Le design génératif, propulsé par l’intelligence artificielle, occupe de plus en plus de place dans les conversations, entre outil magique et vue créative lissée par le bas voici le travail prospectif du designer Tom Violleau.
Tous es systèmes sont conçus pour produire vite, bien, et souvent dans une forme de standardisation fonctionnelle, mais cela peut-il, doit-il s’adresser aux designers ? Aux créatifs ? Que se passe-t-il quand un designer décide de faire dérailler la machine, non pour la performance, mais pour chercher l’imprévisible, l’inattendu ? (L’humain en quelques mots) C’est ce qu’a tenté Tom avec son projet d’assises générées par IA dégénérative, (on valide le titre) entre expérimentation formelle, absurdité assumée et critique en creux du design algorithmique.

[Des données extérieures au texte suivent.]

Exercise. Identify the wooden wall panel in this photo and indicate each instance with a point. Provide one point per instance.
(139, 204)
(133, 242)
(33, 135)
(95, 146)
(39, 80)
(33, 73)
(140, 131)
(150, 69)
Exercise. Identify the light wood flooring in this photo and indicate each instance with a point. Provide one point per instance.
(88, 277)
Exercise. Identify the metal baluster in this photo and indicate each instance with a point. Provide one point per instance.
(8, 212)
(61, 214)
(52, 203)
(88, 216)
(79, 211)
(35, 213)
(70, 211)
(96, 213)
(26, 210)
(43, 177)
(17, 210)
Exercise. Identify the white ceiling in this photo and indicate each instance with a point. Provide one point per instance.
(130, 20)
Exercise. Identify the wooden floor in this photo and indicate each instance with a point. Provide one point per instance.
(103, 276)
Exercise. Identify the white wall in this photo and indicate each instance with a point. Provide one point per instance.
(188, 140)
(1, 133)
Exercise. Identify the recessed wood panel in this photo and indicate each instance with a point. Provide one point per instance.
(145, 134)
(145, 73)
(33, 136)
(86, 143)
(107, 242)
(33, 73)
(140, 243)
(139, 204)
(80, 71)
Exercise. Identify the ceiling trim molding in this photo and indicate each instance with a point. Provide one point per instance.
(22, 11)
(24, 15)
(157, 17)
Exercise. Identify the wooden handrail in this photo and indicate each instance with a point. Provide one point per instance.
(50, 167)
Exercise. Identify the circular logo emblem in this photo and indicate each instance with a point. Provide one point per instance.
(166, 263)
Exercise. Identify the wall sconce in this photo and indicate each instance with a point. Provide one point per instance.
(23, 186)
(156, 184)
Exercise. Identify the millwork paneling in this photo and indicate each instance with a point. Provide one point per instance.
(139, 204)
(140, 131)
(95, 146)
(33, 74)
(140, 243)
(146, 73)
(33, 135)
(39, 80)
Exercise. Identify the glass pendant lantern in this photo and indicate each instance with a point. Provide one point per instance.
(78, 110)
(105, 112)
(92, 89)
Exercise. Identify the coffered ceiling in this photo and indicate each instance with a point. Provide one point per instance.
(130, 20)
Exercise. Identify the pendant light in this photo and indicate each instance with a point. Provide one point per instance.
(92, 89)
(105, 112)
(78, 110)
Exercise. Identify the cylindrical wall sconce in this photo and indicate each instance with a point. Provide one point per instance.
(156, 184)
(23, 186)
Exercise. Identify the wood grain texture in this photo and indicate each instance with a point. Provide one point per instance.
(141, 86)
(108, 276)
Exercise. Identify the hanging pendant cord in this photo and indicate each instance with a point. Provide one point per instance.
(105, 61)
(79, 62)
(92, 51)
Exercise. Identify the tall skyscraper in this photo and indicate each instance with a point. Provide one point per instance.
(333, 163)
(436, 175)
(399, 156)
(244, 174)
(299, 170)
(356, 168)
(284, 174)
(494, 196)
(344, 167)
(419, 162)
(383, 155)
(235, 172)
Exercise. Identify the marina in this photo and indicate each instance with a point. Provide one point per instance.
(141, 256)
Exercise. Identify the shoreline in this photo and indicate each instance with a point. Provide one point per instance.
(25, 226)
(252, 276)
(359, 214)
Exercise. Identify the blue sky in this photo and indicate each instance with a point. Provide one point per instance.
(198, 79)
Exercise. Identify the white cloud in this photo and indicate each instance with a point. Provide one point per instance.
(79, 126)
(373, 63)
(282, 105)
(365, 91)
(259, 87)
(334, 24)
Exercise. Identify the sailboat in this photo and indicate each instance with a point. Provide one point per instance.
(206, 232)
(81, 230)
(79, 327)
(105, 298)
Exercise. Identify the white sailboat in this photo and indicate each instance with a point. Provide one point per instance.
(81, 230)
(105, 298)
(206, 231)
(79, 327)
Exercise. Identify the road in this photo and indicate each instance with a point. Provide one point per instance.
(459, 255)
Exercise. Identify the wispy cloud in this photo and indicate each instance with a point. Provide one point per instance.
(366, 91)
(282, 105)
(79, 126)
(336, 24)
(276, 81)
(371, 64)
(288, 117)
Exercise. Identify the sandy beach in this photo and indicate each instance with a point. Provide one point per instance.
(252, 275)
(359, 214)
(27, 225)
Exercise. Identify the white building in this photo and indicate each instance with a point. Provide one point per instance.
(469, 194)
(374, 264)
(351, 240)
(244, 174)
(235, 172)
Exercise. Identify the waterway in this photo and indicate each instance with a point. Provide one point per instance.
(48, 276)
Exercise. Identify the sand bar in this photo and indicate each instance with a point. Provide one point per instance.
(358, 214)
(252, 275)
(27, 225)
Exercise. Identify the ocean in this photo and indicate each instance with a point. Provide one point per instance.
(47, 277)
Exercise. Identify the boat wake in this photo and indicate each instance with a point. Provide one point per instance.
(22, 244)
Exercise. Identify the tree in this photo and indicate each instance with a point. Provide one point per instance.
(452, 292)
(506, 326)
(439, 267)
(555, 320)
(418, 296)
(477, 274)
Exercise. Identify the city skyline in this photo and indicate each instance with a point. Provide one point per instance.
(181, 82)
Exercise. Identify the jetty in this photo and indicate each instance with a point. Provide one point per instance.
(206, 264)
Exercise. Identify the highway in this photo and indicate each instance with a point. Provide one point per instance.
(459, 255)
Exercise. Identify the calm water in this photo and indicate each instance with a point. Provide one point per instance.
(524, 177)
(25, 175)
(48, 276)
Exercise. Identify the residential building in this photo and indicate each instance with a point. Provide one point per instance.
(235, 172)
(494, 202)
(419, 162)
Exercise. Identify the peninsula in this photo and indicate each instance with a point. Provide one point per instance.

Un point de départ : expérimenter sans intention de produire
Tom designer curieux et critique, a pris le contrepied des approches classiques de la génération assistée par IA. L’objectif ? Non pas concevoir la chaise parfaite, mais plutôt explorer ce que l’IA produit lorsqu’on la pousse à ses limites, lorsqu’on la « fait buguer ».
Loin d’une quête d’optimisation, son processus repose sur une base CAO simple, quatre pieds, une assise, parfois des accoudoirs, enrichie de contraintes structurelles volontairement absurdes, pour voir comment la machine se débrouille avec l’irrationnel.
Chaque itération donne lieu à une forme inédite, parfois étonnamment cohérente, parfois entièrement farfelue. Le résultat : une série d’assises aux formes déviantes, presque utilisables, parfois poétiques, toujours provocantes.
Une critique en creux de la promesse technologique
À travers ce projet, Tom Violleau interroge la place de l’IA dans le processus de création. Selon lui, les outils d’intelligence artificielle ne génèrent pas de surprise, ni de poésie, mais reproduisent des logiques normées. Même lorsqu’on tente de sortir du cadre, l’outil finit par « revenir dans les clous », comme s’il peinait à échapper à sa propre grammaire. Ce constat résonne fortement avec les inquiétudes croissantes autour de l’uniformisation esthétique et de la standardisation culturelle induites par les technologies génératives.
Là où un designer humain se nourrit de références, de contextes, d’intuitions, l’IA, elle, assemble selon des statistiques. Le résultat peut être « beau », mais rarement surprenant. Et c’est précisément ce que le designer cherche à renverser ici.
L’outil reste dans les clous, mais on peut aussi penser que nous sommes qu’au début, après plusieurs années, les machines arriveront-elles à aller plus loin ? Si on l’interroge en demandant un résultat, celui normé et de faire autre chose…
L’absurde comme terrain de jeu
Ce projet rejoint une certaine tradition artistique : celle de l’art génératif, de l’esthétique dadaïste, ou encore des travaux pionniers de Vera Molnar. Chez Tom, l’IA devient un outil d’exploration formelle, une sorte de miroir de nos propres limites créatives. L’imprévisible émerge non de l’intention du programme, mais des erreurs, des incohérences, des contraintes absurdes injectées volontairement dans le système.
Si l’on part même du fait que la population donne de plus en plus d’information à la machine, elle va se nourrir et même imaginer des choses en liens avec nous, en compilant l’ensemble des informations ?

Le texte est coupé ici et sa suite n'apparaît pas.